Page MenuHomePhabricator

Inconsistent time series data on mediawiki-errors Logstash dashboard
Open, Needs TriagePublicBUG REPORT

Assigned To
None
Authored By
Tgr
Mar 11 2023, 7:57 AM
Referenced Files
F36905913: 90d.png
Mar 11 2023, 7:57 AM
F36905907: 7d.png
Mar 11 2023, 7:57 AM
F36905905: 24h.png
Mar 11 2023, 7:57 AM
F36905911: 30d.png
Mar 11 2023, 7:57 AM
F36905909: 14d.png
Mar 11 2023, 7:57 AM
Subscribers

Description

Here are some screenshots of https://logstash.wikimedia.org/goto/b32de0fd6fa3aca4432fa38f1e0f9e89 (from T328872) with different time range settings:

Last 14 days
14d.png (602×2 px, 96 KB)
Last 30 days
30d.png (592×2 px, 96 KB)

These aren't even remotely consistent.

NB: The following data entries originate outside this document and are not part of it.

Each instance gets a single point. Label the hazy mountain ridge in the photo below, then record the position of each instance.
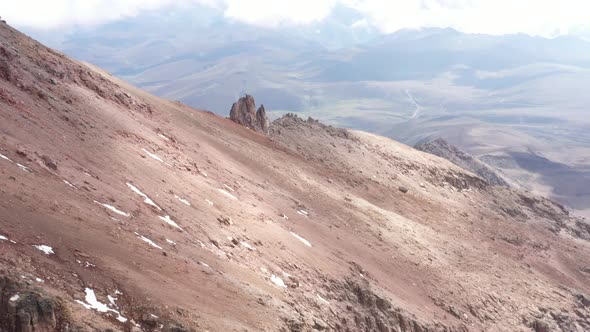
(120, 210)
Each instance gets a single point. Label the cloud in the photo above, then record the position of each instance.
(536, 17)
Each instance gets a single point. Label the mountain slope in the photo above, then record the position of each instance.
(137, 212)
(440, 147)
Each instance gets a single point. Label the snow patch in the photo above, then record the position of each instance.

The 14d range shows ~600 events, concentrated in the last 4 days. The 30d range shows ~20 errors (but the aggregate chart still says 600-ish), most of them in the first two weeks. (Shorter time ranges seem consistent with the 14d one: 24h F36905905, 7d F36905907; longer ones consistent with the 30d one: 90d F36905913) What's going on here?

The switch happens (at the time of writing this, anyway) when I move the starting point of the range over Feb 21 15h.

Error time series are important for correlating errors with code or configuration changes, it's bad if we can't have confidence in them.